Your task is to fit the LDA model (topic model) to a dataset, using Gibbs sampling. First you'll use the LDA as a generative model to create a synthetic corpus, and then you'll fit the model to try to recover the latent topic structure. This exercise will bring together all the tools we've covered for Bayesian models.
I've designed the exercise to be adaptive, so that you can compare your answers to mine or simply use my answers for parts you can't figure out. This applies at a conceptual level and at the level of coding. In the instructions below, each step expands into conceptual components, and then shows my code for each component. Before expanding each step, and before revealing the final code, try working out the conceptual structure and specific code on your own. Again, the idea is for you to do as much as you can on your own, with my answers available for scaffolding as needed.

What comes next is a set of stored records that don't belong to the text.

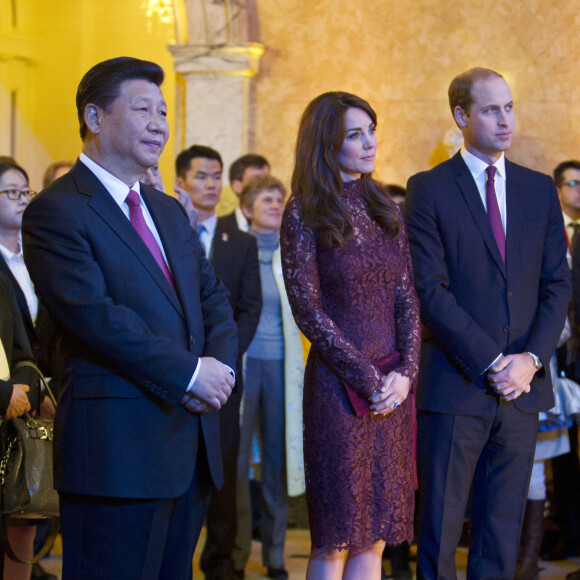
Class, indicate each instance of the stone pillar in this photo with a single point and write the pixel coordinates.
(214, 107)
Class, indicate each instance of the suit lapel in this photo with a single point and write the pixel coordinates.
(472, 198)
(105, 206)
(219, 244)
(515, 200)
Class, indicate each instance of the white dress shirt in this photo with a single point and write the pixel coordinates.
(241, 220)
(478, 169)
(206, 231)
(18, 268)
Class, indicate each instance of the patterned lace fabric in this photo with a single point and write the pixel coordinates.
(355, 304)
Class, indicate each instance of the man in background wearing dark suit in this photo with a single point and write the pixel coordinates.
(489, 252)
(234, 256)
(241, 171)
(148, 340)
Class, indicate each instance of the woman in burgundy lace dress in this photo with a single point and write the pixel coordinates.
(348, 275)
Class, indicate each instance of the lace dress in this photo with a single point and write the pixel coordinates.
(355, 304)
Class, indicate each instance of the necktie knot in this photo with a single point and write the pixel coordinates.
(493, 211)
(133, 199)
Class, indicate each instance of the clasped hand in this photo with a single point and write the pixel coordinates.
(212, 387)
(391, 395)
(511, 375)
(18, 401)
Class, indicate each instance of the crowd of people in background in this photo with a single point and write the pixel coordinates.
(438, 321)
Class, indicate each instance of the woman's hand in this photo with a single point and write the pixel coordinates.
(18, 402)
(392, 394)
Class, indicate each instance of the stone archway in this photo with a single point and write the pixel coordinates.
(217, 54)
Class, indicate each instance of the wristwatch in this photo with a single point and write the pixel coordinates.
(536, 360)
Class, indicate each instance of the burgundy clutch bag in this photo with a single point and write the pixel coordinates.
(360, 405)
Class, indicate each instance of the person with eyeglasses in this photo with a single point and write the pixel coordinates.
(566, 467)
(15, 193)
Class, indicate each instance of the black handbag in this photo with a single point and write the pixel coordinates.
(27, 495)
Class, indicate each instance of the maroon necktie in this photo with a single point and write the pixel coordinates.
(138, 222)
(493, 211)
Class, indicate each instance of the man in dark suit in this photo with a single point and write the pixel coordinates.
(234, 256)
(489, 253)
(241, 171)
(148, 340)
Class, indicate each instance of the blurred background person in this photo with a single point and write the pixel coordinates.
(54, 171)
(274, 373)
(15, 195)
(234, 256)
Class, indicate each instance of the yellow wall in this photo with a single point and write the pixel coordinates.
(44, 57)
(401, 55)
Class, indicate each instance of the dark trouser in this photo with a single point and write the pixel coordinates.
(263, 398)
(495, 454)
(133, 539)
(216, 558)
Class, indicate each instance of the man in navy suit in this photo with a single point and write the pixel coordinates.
(489, 252)
(234, 256)
(148, 340)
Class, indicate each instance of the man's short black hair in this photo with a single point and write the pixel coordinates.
(559, 171)
(101, 85)
(184, 159)
(239, 166)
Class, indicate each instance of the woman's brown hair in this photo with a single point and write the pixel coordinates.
(316, 179)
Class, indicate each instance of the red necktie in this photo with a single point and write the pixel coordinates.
(138, 222)
(493, 211)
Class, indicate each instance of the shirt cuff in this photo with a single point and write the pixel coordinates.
(196, 373)
(494, 361)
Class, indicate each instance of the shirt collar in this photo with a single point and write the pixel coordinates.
(112, 184)
(210, 224)
(476, 166)
(8, 255)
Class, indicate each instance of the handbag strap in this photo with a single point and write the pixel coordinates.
(7, 548)
(28, 363)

Before starting, download this bit of code for sampling probability vectors from Dirichlet distributions, which you'll need at several points along the way.
1. Create a set of documents from the LDA generative model.
K = 5; %number of topics
D = 10; %number of documents
N = 100; %document length (same for all docs, for simplicity)
L = 50; %lexicon size
eta = ones(1,L)/5; %parameter for Dirichlet prior on beta; encourages each topic to be concentrated on a small number of words
alpha = ones(1,K)/5; %parameter for Dirichlet prior on theta; encourages each document to be on a small number of topics
beta = drchrnd(eta,K); %topic by word-type; each row is the word distribution for one topic, as drawn from Dirichlet(eta)
theta = drchrnd(alpha,D); %document by topic; each row is the topic distribution for one document, as drawn from Dirichlet(alpha)
z = zeros(D,N); %document by word-token
for d=1:D, for n=1:N
z(d,n) = find(rand < cumsum(theta(d,:)),1); %each z(d,n) is sampled according to theta(d,:)
end,end
w = zeros(D,N); %document by word-token
for d=1:D, for n=1:N
w(d,n) = find(rand < cumsum(beta(z(d,n),:)),1); %each w(d,n) is sampled according to beta(z(d,n),:)
end,end
M = 100; %number of times to cycle through parameters (beta,theta,z)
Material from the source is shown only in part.